# Life with just internet and a cell phone.



## DaisyFlyer (Nov 14, 2011)

I want it and ditch the landline and cable TV.

I've seen VHF and UHF HDTV antennas that I could either mount in my attic or outside and it would service all three of my digital TVs. 

Here's the thing: I originally had a dish. Now the local cable co. is using the dish lines for their services - landline, internet and tv.

How would I find the orginating cable point for the antenna AND will I still need a landline for the internet.

Any and all comments are welcome. :up:


----------



## DoubleHelix (Dec 10, 2004)

What do you currently have for Internet access? DSL? Cable? Why do you think you need a landline telephone line?


----------



## DaisyFlyer (Nov 14, 2011)

I have cable for internet with Time Warner. I've since found out I don't need a landline for this. True?


----------



## DoubleHelix (Dec 10, 2004)

You definitely don't need a landline telephone line for cable internet.


----------



## TWcaligurl (Apr 26, 2012)

I have Timewarner cable and internet. A landline was not necessary. The service is okay. I have a desktop and laptop that I use wirleess for. Had to have wireless network name changed like 4 times already in one year. They say they wont fix it unless its happens daily.


----------



## DoubleHelix (Dec 10, 2004)

TWcaligurl said:


> I have Timewarner cable and internet. A landline was not necessary. The service is okay. I have a desktop and laptop that I use wirleess for. Had to have wireless network name changed like 4 times already in one year. They say they wont fix it unless its happens daily.

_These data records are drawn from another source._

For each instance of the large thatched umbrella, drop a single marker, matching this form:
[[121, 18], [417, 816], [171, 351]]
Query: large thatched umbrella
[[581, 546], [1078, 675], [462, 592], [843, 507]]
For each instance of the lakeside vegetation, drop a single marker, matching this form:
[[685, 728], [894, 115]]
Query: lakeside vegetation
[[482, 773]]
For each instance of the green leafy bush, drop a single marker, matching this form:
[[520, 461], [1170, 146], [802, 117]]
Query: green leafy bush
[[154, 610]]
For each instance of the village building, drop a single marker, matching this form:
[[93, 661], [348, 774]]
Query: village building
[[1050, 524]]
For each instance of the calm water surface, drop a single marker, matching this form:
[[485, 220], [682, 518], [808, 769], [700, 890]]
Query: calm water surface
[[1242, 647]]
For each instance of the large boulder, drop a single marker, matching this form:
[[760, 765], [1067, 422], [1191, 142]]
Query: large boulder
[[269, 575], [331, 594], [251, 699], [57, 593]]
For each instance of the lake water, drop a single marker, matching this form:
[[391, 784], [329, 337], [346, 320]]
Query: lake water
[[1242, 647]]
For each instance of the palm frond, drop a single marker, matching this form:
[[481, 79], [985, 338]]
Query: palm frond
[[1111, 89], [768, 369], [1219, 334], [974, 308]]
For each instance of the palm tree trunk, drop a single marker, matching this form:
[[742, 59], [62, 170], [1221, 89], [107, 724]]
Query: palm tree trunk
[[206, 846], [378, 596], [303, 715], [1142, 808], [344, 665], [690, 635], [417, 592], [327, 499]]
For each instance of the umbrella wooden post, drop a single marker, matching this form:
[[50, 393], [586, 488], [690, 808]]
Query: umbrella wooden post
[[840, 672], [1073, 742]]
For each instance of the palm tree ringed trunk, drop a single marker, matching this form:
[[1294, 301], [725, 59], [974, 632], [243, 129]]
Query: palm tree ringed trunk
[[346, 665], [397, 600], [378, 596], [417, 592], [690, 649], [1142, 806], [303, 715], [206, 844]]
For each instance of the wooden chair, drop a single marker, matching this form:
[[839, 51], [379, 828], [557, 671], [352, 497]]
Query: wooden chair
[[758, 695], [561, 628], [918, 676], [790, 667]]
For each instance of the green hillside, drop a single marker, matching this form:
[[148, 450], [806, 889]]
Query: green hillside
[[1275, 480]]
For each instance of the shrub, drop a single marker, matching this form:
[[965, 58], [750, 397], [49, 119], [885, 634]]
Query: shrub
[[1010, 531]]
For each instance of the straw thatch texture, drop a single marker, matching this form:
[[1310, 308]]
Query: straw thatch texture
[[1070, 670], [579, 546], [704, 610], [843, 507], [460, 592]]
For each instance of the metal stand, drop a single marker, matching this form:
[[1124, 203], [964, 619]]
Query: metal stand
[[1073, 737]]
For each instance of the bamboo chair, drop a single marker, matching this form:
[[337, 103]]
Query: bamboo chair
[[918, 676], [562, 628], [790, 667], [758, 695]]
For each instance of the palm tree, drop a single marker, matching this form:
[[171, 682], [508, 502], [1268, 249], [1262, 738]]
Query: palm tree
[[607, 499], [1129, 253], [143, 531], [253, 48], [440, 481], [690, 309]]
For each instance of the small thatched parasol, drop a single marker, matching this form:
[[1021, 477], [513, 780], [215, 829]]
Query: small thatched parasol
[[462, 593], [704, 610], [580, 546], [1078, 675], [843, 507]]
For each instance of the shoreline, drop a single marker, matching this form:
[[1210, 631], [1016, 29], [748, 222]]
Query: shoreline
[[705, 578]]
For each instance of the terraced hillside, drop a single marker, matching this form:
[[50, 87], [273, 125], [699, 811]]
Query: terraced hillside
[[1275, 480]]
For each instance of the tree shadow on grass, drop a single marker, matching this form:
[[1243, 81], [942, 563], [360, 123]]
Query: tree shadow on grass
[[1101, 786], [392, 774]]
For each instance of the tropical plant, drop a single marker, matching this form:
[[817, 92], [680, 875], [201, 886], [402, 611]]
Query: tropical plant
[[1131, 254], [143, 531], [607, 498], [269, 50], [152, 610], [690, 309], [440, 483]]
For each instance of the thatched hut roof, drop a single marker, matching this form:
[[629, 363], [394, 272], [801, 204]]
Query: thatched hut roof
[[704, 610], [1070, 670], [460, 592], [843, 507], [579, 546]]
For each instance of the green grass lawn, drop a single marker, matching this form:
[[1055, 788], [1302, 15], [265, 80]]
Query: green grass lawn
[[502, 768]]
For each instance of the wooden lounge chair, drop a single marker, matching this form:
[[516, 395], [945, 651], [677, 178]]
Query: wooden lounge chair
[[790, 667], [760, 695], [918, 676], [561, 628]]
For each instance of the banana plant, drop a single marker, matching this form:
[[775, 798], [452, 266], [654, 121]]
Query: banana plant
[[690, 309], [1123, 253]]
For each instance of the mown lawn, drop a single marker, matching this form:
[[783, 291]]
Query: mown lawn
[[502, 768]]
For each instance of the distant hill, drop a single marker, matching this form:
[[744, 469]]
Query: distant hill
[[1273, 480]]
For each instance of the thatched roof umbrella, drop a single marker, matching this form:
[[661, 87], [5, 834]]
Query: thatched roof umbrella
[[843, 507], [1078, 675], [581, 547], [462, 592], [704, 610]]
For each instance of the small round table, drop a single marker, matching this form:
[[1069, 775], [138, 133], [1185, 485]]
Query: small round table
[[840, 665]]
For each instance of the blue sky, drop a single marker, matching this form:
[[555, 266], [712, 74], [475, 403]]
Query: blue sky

Your wireless network name has nothing to do with your connectivity.


----------



## velojym (May 2, 2012)

During my last couple years as a bachelor, I had Comcast internet and a pre-paid cell phone. My total costs were something like $75/month for these, and I never really felt that I needed more. My wife, on the other hand, will take some convincing and now we're paying for phone/cable/internet/cells/etc....
I'm thinking about slapping together a PBX with Google voice or Skype for our "home" phones.


----------